From:The Sydney Morning Herald

An encounter with the masters of Cuban music marked a turning point for this former child prodigy
By: Gabriel Wilder

CUBA is famous for many things – cigars, salsa and, in recent years, the sprightliness of its elderly. Ever since the Buena Vista Social Club – a group of musicians who had all seen out their first half-century and some of whom were closing in on a ton – became a spectacular international success, Cuban music has become synonymous with old coves in hats.

But inside Cuba it’s a different story. It begins with the child prodigies – itself not an uncommon phenomenon there, thanks to a system that identifies talented youngsters at an early age and streams them into performing arts schools. By the time they are teenagers they have a proficiency that would make musicians from most other cultures green with envy.

Roberto Fonseca, about to play Sydney with his quintet, was one such prodigy.
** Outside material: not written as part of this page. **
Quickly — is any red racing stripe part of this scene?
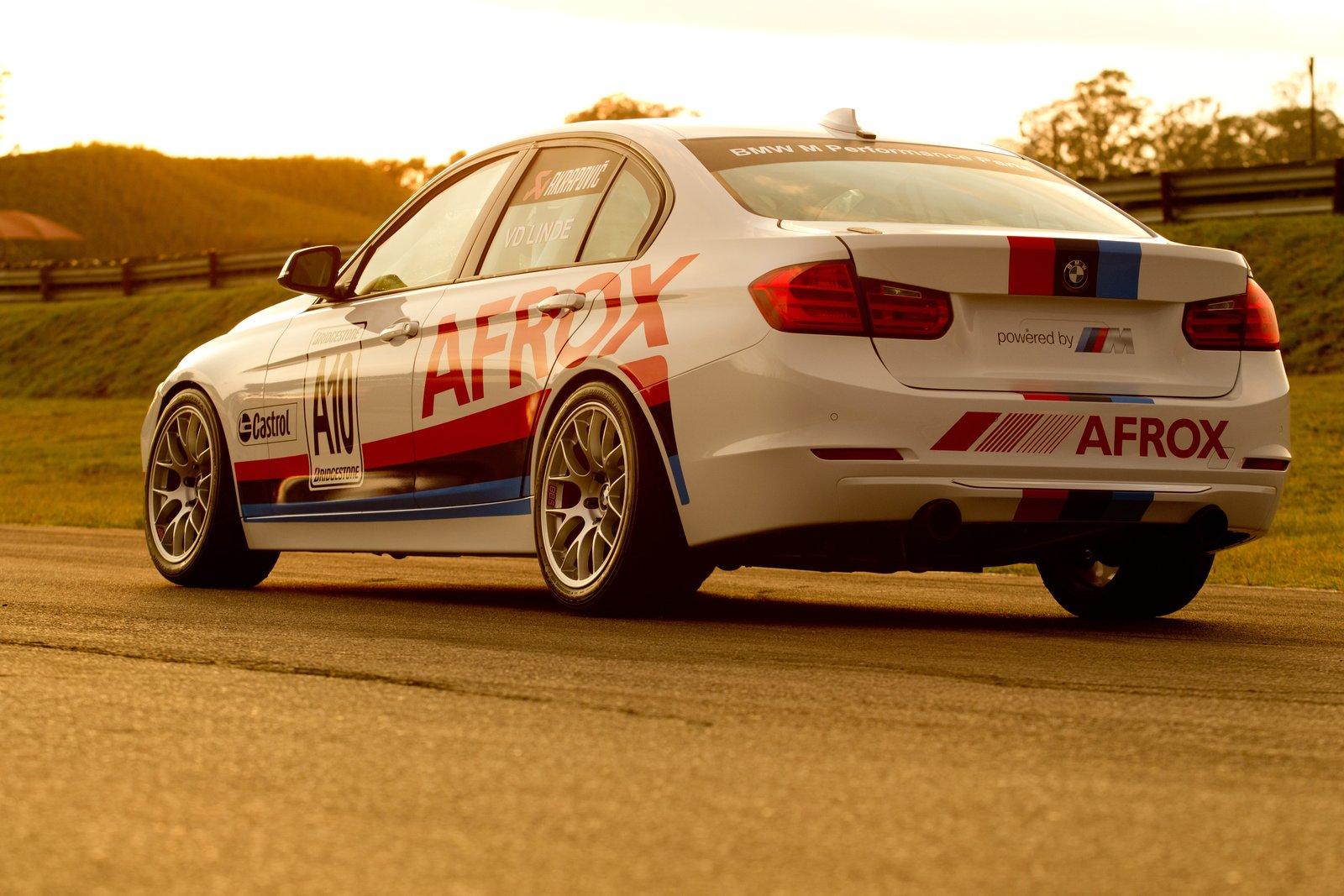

The 33-year-old pianist, whose father, mother and brothers are all musicians, played drums from the age of four, before settling on piano at the age of eight, because “it’s a more complete instrument”. When he was 15 he played solo at Havana’s Jazz Plaza International Festival, before beginning a degree in musical composition.

He and his fellow students were obsessed with American jazz but at the age of 21, the ambitious Fonseca embarked on a year-long tour of Italy with Augusto Enriquez, a former singer with Cuban pop-rock group Moncada.